Glucocorticoids have an important role in treating HELLP syndrome. Glucocorticoids not only can promote fetal lung maturation and prevent hyaline membrane disease, but they also can improve maternal laboratory indices, especially BPC values. However, in the past 20 years, glucocorticoid treatment, especially high-dose glucocorticoids, has been controversial. The main mechanism of glucocorticoid treatment is alleviating dropsy, inhibiting endothelial activation, reducing vascular endothelial injury, increasing hepatic blood flow, preventing thrombotic microvascular hemolysis, and reducing platelet consumption. Some studies have shown that glucocorticoids can significantly improve BPC, LDH, ALT, and AST levels, blood pressure, and urinary volume. The lower primary BPC is, the more significant improvement is after glucocorticoid treatment. ² However, some scholars argue that glucocorticoids do not change maternal and fetal prognoses, and the mortality and complication incidence rates do not change with glucocorticoid treatment. Additionally, the long-term effectiveness of glucocorticoid treatment is unknown. Fetal growth and development indicators are unknown and high-dose glucocorticoids may lead to inhibition of the adrenal axis and postpartum depression.^12,13 To date, there have been insufficient large-sample, randomized, controlled studies to support regular glucocorticoids to treat HELLP syndrome. Because glucocorticoid treatment can increase BPC levels, there is the belief that that it can be clinically applied.

This study was a retrospective analysis of high-dose glucocorticoid treatment for treating HELLP syndrome. Clinical information of 151 patients with HELLP syndrome was compared to analyze the role of high-dose glucocorticoid in improving maternal and fetal prognoses and laboratory indices. We found that general characteristics and disease progress, postpartum hemorrhage volume, postpartum hemorrhage rate, cumulative average of maternal damage, ICU admission rate, perinatal mortality rate, and overall incidence rate of adverse outcomes in fetuses were similar in the treatment and control groups. These findings suggest that high-dose glucocorticoids do not significantly improve maternal and fetal prognoses. Furthermore, high-dose glucocorticoids could not reduce use of blood products. These findings are consistent with previous reports. ⁵ In our study, improvement of hemoglobin, BPC, LDH, ALT, and AST levels in the treatment group was the same as that in the control group. This finding suggests that high-dose glucocorticoids do not significantly improve laboratory indices. This finding is not consistent with previous reports. ⁴ However, our study was a retrospective analysis, and not a randomized, controlled trail, with low verification efficiency. Furthermore, the number of enrolled patients in our study was insufficient. Therefore, large, controlled studies are required in the future to ensure the efficiency and safety of high-dose hormones.

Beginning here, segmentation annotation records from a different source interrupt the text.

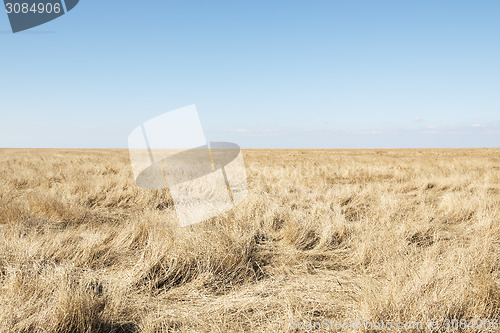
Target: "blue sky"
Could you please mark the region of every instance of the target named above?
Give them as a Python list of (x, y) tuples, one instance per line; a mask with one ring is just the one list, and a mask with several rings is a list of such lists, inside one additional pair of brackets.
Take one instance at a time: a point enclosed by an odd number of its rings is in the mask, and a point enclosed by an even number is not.
[(95, 1), (12, 34), (0, 147), (123, 147), (196, 104), (256, 148), (498, 147), (498, 1)]

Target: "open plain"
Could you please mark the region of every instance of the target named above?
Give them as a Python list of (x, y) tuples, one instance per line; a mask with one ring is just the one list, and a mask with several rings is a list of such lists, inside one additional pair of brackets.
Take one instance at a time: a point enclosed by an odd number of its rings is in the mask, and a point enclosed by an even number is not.
[(500, 318), (500, 149), (244, 157), (247, 199), (177, 228), (127, 150), (0, 150), (0, 332)]

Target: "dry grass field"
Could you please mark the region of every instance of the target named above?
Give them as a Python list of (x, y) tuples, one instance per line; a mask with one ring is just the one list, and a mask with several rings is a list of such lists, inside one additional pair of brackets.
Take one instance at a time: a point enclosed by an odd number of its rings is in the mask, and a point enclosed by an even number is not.
[(499, 319), (500, 149), (244, 156), (246, 201), (177, 228), (126, 150), (0, 150), (0, 332)]

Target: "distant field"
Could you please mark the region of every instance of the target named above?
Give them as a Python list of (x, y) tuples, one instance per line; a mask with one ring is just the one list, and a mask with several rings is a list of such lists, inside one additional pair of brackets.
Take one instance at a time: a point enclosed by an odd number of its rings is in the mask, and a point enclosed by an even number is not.
[(247, 200), (180, 229), (126, 150), (0, 150), (0, 332), (500, 318), (500, 149), (244, 157)]

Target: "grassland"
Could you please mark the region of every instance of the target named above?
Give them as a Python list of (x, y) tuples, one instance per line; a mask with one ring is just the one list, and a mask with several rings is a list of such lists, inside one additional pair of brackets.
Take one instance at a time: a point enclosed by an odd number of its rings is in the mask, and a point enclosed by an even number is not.
[(244, 156), (247, 200), (176, 228), (126, 150), (0, 150), (0, 332), (500, 318), (500, 149)]

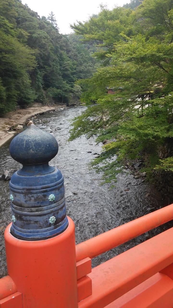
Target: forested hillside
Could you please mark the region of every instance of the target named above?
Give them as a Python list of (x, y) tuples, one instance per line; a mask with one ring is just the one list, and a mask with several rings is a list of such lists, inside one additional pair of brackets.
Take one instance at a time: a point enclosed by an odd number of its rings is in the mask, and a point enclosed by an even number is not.
[(51, 12), (41, 18), (20, 0), (0, 1), (0, 113), (16, 103), (66, 103), (97, 60), (72, 34), (59, 33)]
[(124, 4), (123, 6), (126, 9), (130, 8), (133, 10), (141, 4), (143, 1), (143, 0), (131, 0), (130, 3)]
[[(79, 83), (83, 101), (97, 104), (75, 120), (70, 140), (86, 133), (111, 141), (93, 163), (106, 181), (137, 159), (144, 160), (148, 174), (173, 171), (173, 2), (144, 0), (135, 10), (103, 7), (72, 28), (99, 47), (95, 55), (105, 66)], [(114, 94), (107, 93), (108, 87)]]

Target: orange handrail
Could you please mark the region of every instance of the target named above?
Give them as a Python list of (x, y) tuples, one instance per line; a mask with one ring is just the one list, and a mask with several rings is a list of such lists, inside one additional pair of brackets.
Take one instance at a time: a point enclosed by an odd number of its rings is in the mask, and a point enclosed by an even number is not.
[(10, 276), (0, 279), (0, 300), (17, 292), (17, 288)]
[(76, 246), (76, 261), (91, 259), (173, 219), (173, 204), (82, 242)]

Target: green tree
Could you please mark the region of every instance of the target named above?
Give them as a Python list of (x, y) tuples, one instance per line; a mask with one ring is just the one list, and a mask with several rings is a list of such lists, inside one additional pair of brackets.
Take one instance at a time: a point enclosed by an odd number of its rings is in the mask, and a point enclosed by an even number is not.
[[(84, 42), (105, 48), (95, 55), (106, 66), (82, 81), (82, 100), (97, 104), (75, 119), (70, 139), (86, 134), (110, 140), (93, 163), (107, 181), (127, 160), (143, 156), (148, 171), (168, 168), (158, 153), (173, 137), (173, 6), (171, 0), (144, 0), (135, 11), (103, 9), (97, 18), (73, 26)], [(107, 94), (107, 86), (115, 95)]]
[(47, 17), (47, 20), (49, 20), (51, 23), (52, 26), (54, 26), (57, 29), (58, 29), (58, 26), (57, 25), (57, 21), (56, 20), (54, 14), (52, 11), (50, 12)]

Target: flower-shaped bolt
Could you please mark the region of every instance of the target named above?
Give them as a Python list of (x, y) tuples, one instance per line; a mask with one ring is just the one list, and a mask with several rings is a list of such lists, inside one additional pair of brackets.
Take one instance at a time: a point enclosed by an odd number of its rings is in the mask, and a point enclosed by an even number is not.
[(54, 201), (54, 200), (55, 198), (55, 196), (54, 195), (53, 195), (52, 194), (51, 195), (50, 195), (49, 196), (49, 201)]
[(10, 195), (10, 200), (11, 201), (14, 201), (14, 198), (13, 198), (13, 196), (12, 195)]
[(49, 222), (50, 224), (54, 224), (56, 221), (56, 218), (54, 216), (52, 216), (49, 218)]
[(15, 217), (14, 215), (13, 215), (13, 216), (11, 217), (11, 220), (13, 221), (13, 223), (14, 224), (15, 221), (16, 221), (16, 218), (15, 218)]

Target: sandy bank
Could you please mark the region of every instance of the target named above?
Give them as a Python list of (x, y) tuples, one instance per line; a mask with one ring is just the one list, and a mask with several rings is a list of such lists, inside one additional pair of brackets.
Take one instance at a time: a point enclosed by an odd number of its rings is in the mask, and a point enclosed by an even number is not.
[(6, 114), (3, 118), (0, 118), (0, 146), (12, 137), (13, 135), (8, 132), (12, 127), (18, 124), (23, 125), (32, 116), (49, 111), (56, 110), (63, 107), (31, 107)]

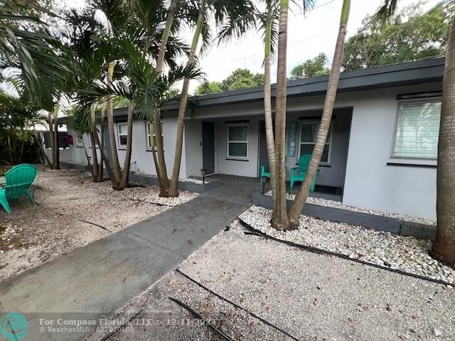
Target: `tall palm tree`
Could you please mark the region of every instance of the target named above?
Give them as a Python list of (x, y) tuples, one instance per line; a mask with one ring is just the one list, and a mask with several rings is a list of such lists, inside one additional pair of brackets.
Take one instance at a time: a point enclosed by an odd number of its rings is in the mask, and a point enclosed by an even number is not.
[(338, 81), (340, 80), (340, 73), (341, 72), (341, 63), (343, 62), (343, 51), (344, 49), (344, 43), (346, 36), (346, 27), (348, 26), (348, 19), (349, 18), (349, 10), (350, 8), (350, 0), (343, 0), (343, 7), (341, 9), (341, 17), (340, 18), (340, 28), (338, 29), (338, 35), (336, 39), (336, 45), (335, 45), (335, 53), (333, 54), (333, 60), (332, 62), (332, 67), (328, 77), (328, 85), (327, 92), (326, 94), (326, 100), (324, 102), (322, 117), (319, 124), (319, 129), (316, 144), (313, 149), (311, 155), (311, 161), (306, 170), (305, 180), (302, 183), (297, 192), (297, 195), (294, 200), (292, 206), (289, 210), (289, 222), (291, 228), (297, 228), (299, 227), (299, 218), (304, 209), (304, 206), (306, 202), (306, 198), (310, 191), (310, 188), (313, 179), (316, 176), (318, 170), (319, 162), (322, 157), (322, 153), (324, 149), (328, 129), (330, 129), (331, 121), (332, 119), (332, 112), (335, 104), (335, 99), (336, 98), (336, 91), (338, 87)]
[(27, 98), (52, 111), (70, 70), (36, 8), (14, 0), (0, 4), (0, 71), (18, 70), (14, 75)]
[[(304, 11), (309, 11), (316, 1), (314, 0), (304, 0)], [(272, 215), (272, 226), (277, 229), (289, 229), (289, 220), (286, 206), (286, 100), (287, 92), (287, 24), (288, 11), (289, 7), (289, 0), (279, 1), (279, 19), (278, 33), (278, 63), (277, 68), (277, 90), (276, 90), (276, 115), (275, 115), (275, 166), (274, 178), (272, 177), (273, 170), (271, 172), (270, 181), (272, 183), (272, 195), (274, 188), (274, 207)], [(269, 7), (267, 6), (269, 9)], [(267, 31), (266, 31), (267, 33)], [(267, 47), (266, 46), (266, 48)], [(269, 93), (269, 90), (264, 88)], [(266, 110), (269, 103), (264, 102)], [(266, 113), (267, 114), (267, 113)], [(266, 119), (269, 121), (269, 131), (267, 139), (271, 139), (271, 133), (273, 127), (270, 126), (270, 114), (267, 114)], [(267, 133), (266, 133), (267, 134)], [(268, 153), (271, 151), (269, 146), (272, 146), (271, 141), (267, 142)], [(272, 157), (273, 162), (273, 157)]]
[[(205, 46), (208, 45), (210, 38), (210, 18), (213, 17), (215, 23), (220, 28), (217, 36), (218, 41), (238, 38), (254, 25), (254, 6), (250, 0), (193, 0), (191, 2), (193, 8), (197, 10), (198, 15), (187, 63), (188, 67), (191, 67), (195, 63), (196, 49), (200, 38), (204, 40)], [(180, 98), (173, 168), (170, 188), (167, 193), (168, 196), (172, 197), (178, 195), (178, 175), (189, 84), (189, 78), (183, 81)]]
[[(272, 93), (270, 90), (270, 66), (272, 52), (274, 50), (278, 39), (277, 23), (279, 19), (279, 8), (275, 0), (265, 0), (264, 12), (258, 11), (261, 29), (264, 31), (264, 113), (265, 119), (265, 136), (269, 158), (269, 171), (273, 207), (277, 207), (277, 183), (275, 173), (277, 163), (275, 159), (275, 143), (273, 132), (273, 117), (272, 109)], [(273, 179), (273, 180), (272, 180)]]
[[(387, 21), (395, 13), (399, 0), (384, 0), (375, 14), (377, 23)], [(442, 83), (442, 105), (437, 170), (436, 239), (432, 254), (455, 269), (455, 18), (449, 31), (446, 65)]]
[(436, 239), (432, 253), (455, 269), (455, 19), (449, 32), (438, 144)]

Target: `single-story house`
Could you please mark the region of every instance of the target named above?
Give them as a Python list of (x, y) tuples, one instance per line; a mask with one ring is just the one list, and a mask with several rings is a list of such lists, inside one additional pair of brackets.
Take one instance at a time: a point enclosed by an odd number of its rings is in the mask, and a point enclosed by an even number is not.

In summary, we investigated the role of high-dose glucocorticoids in treating HELLP syndrome. Although high-dose glucocorticoids cannot significantly improve maternal and fetal prognoses and laboratory indices, our findings can offer some clinical evidence for treating HELLP syndrome. In the future, more patients should be enrolled in clinical, randomized, controlled trails, which are more scientific and robust to investigate this problem.